Vor 20 Jahren, am 17. August 1993, erteilte das Bauordnungsamt der Stadt die Baugenehmigung für wesentliche Teile des Großprojekts Centro in der Neuen Mitte, das sich zum wichtigsten Touristenmagneten Oberhausens entwickeln sollte.

Fluch oder Segen? Seit über zwei Jahrzehnten streiten Befürworter und Gegner über das Centro. Die einen sehen im Einkaufszentrum, seiner späteren Erweiterung und den Freizeiteinrichtungen in der Neuen Mitte den Stein gewordenen Beweis für einen ebenso notwendigen wie gelungenen Strukturwandel. Die anderen halten das Centro für den Sargnagel des Einzelhandels in Alt-Oberhausen, Osterfeld und Sterkrade. Auch die Nachbarstädte hatten erhebliche Bedenken, dass nur wenige Kilometer entfernt von ihren Zentren ein riesiger Konsumtempel entstehen sollte. Am Ende konnte ein regionaler Konsens erzielt werden, nicht zuletzt auch deshalb, weil die hiesigen Befürworter mit Fug und Recht darauf verwiesen, dass auch die anderen längst vorgeprescht waren – Mülheim zum Beispiel mit seinem Rhein-Ruhr-Zentrum.

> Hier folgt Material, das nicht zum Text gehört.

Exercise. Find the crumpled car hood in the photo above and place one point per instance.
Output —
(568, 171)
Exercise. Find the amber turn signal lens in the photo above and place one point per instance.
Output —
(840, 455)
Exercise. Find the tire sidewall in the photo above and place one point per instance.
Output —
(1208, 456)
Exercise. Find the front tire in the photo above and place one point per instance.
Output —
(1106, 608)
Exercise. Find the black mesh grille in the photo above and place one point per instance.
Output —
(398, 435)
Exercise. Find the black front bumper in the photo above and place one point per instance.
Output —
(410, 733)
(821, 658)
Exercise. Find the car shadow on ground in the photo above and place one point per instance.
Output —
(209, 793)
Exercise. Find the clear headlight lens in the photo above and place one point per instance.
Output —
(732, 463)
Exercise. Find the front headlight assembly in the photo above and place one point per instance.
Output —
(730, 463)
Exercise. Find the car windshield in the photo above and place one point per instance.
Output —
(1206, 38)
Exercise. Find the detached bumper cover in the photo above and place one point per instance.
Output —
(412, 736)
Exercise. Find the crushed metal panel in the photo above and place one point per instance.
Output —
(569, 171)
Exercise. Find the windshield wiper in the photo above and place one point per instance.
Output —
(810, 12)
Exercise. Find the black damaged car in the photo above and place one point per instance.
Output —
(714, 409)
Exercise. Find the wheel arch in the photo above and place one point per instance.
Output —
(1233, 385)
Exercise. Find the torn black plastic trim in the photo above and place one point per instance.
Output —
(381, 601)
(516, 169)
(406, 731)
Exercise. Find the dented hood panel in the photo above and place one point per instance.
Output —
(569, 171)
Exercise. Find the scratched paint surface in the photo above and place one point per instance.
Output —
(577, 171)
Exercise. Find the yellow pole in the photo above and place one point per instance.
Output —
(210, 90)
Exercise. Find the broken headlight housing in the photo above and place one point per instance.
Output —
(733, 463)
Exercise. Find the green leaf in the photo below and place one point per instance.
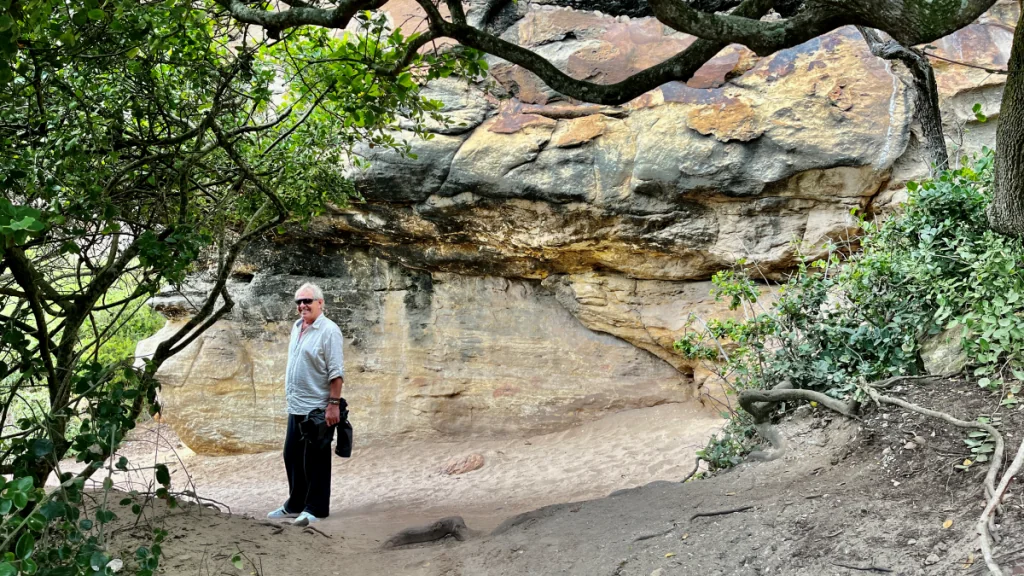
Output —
(26, 545)
(36, 522)
(163, 476)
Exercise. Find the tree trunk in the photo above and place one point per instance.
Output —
(1006, 214)
(927, 94)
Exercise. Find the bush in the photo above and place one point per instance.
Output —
(845, 320)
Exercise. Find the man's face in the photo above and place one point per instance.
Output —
(308, 306)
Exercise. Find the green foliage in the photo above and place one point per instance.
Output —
(51, 534)
(842, 321)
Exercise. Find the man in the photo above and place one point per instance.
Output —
(312, 380)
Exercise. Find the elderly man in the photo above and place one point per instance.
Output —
(312, 381)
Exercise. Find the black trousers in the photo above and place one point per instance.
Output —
(308, 468)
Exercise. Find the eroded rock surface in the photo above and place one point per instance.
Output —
(426, 356)
(534, 265)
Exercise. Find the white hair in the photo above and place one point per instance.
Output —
(317, 293)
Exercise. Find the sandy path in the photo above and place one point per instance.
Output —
(382, 489)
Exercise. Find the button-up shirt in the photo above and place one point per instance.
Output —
(314, 358)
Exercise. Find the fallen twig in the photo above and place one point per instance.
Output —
(649, 536)
(721, 512)
(452, 526)
(310, 530)
(696, 466)
(871, 568)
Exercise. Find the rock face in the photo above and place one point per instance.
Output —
(426, 356)
(534, 265)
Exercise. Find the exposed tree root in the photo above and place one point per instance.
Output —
(761, 403)
(696, 466)
(452, 526)
(993, 502)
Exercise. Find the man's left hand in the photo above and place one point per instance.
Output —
(333, 414)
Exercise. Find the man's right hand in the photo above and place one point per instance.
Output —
(333, 414)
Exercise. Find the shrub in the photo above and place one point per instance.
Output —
(849, 319)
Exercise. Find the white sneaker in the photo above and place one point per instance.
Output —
(304, 519)
(280, 513)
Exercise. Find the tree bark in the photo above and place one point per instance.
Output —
(1006, 214)
(927, 94)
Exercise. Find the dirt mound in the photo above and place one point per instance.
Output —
(848, 498)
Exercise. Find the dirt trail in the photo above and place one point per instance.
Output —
(848, 498)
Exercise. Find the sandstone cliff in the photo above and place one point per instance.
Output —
(532, 266)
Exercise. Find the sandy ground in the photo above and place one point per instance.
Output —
(849, 497)
(382, 489)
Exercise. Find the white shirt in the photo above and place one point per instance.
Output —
(313, 360)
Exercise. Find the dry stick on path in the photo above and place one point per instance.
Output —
(983, 522)
(721, 512)
(451, 526)
(696, 466)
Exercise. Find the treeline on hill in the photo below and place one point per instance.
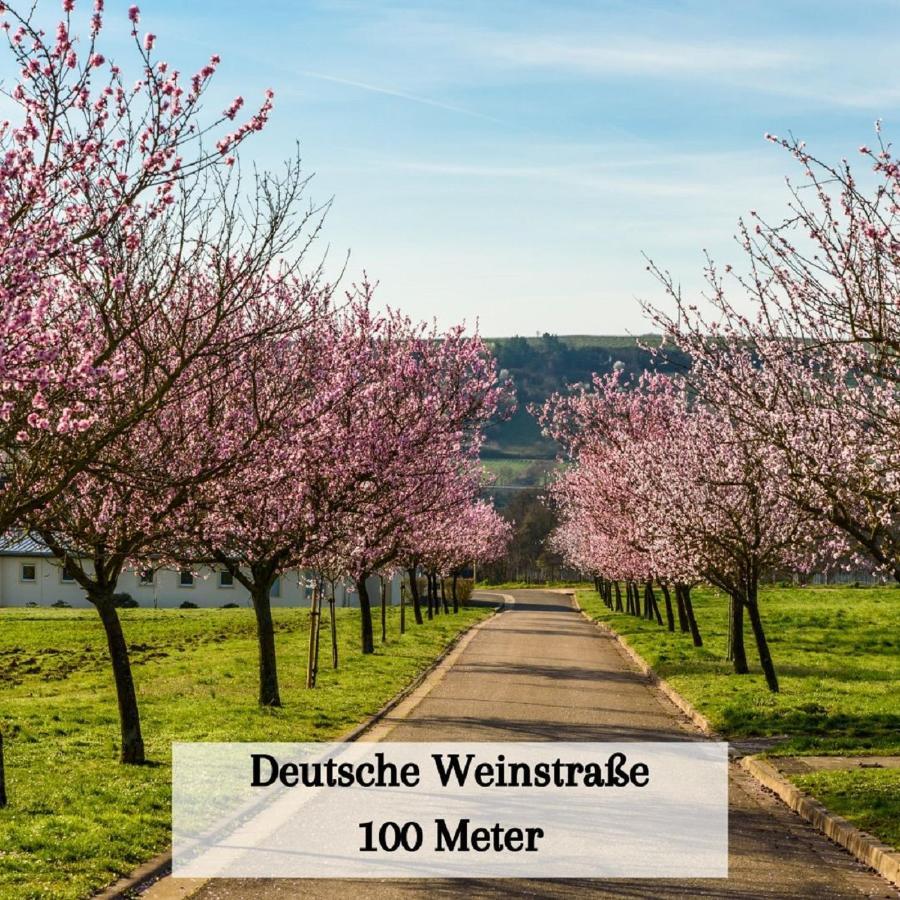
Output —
(541, 366)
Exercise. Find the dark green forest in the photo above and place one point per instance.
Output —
(542, 365)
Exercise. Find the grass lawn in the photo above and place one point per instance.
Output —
(837, 652)
(77, 819)
(867, 798)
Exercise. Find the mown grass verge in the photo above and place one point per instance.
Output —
(78, 819)
(837, 652)
(867, 798)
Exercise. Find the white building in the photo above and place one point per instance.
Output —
(31, 576)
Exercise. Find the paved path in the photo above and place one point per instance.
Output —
(540, 671)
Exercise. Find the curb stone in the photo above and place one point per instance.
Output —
(154, 874)
(881, 857)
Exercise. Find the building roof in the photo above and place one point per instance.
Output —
(20, 543)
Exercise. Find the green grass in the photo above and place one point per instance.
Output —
(524, 585)
(836, 650)
(867, 798)
(77, 819)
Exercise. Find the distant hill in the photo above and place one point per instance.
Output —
(543, 365)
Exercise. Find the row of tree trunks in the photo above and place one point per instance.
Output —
(611, 594)
(739, 601)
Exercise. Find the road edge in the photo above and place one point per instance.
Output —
(881, 857)
(870, 851)
(661, 684)
(165, 887)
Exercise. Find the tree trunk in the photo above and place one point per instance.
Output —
(129, 715)
(689, 612)
(334, 659)
(683, 625)
(762, 645)
(670, 613)
(312, 658)
(414, 590)
(3, 798)
(651, 601)
(737, 651)
(365, 615)
(265, 635)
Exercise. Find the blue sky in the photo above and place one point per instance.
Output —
(511, 161)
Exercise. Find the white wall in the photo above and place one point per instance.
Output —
(166, 591)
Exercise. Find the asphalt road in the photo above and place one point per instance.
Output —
(540, 671)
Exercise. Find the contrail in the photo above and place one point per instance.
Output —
(374, 88)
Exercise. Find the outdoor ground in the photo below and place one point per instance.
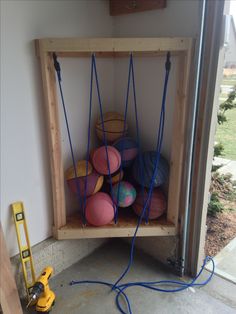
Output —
(226, 132)
(221, 229)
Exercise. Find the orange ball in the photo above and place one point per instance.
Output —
(99, 209)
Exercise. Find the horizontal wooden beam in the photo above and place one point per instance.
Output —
(111, 45)
(124, 228)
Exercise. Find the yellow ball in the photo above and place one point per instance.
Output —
(80, 170)
(113, 126)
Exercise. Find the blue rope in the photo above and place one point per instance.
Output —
(152, 285)
(140, 158)
(124, 130)
(162, 120)
(59, 79)
(159, 141)
(104, 136)
(120, 289)
(89, 132)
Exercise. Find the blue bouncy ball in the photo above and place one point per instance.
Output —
(128, 149)
(143, 169)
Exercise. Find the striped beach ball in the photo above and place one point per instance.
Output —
(143, 172)
(113, 126)
(126, 195)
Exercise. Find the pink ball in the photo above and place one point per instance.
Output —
(99, 159)
(99, 209)
(157, 205)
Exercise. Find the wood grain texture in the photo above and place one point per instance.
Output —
(67, 47)
(120, 7)
(86, 46)
(54, 137)
(125, 227)
(179, 136)
(9, 298)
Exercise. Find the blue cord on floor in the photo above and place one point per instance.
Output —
(152, 285)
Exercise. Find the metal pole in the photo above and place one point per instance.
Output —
(192, 138)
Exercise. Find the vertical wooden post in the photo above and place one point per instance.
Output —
(179, 136)
(9, 297)
(54, 137)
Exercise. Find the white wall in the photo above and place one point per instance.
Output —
(24, 156)
(178, 19)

Rund 22 Millionen Menschen besuchen heute jährlich das Centro. Sie kommen aus ganz Deutschland und dem angrenzenden Ausland.

Architekt Walter Brune: 

„Das Centro Oberhausen ist ein politisches Drama, welches im Detail beweist, wie eine deutsche Kulturstadt systematisch zerstört wurde. Die Politiker haben es für richtig befunden, ein großes Zentrum neben dem eigentlichen Stadtzentrum zu erlauben, um – wovon Fachleute bereits vorher dringend abrieten – den Einzelhandel einschließlich des Kaufhofs in das neue Centro Oberhausen zu verlagern. Die Marktstraße, die ehemalige Haupteinkaufsstraße Oberhausens, verwandelte sich nach Errichtung des Centro in eine öde „Müllstraße“, an der die meisten Geschäfte heute leer stehen und nur noch Nahversorger, wie z. B. Aldi etc. Platz finden.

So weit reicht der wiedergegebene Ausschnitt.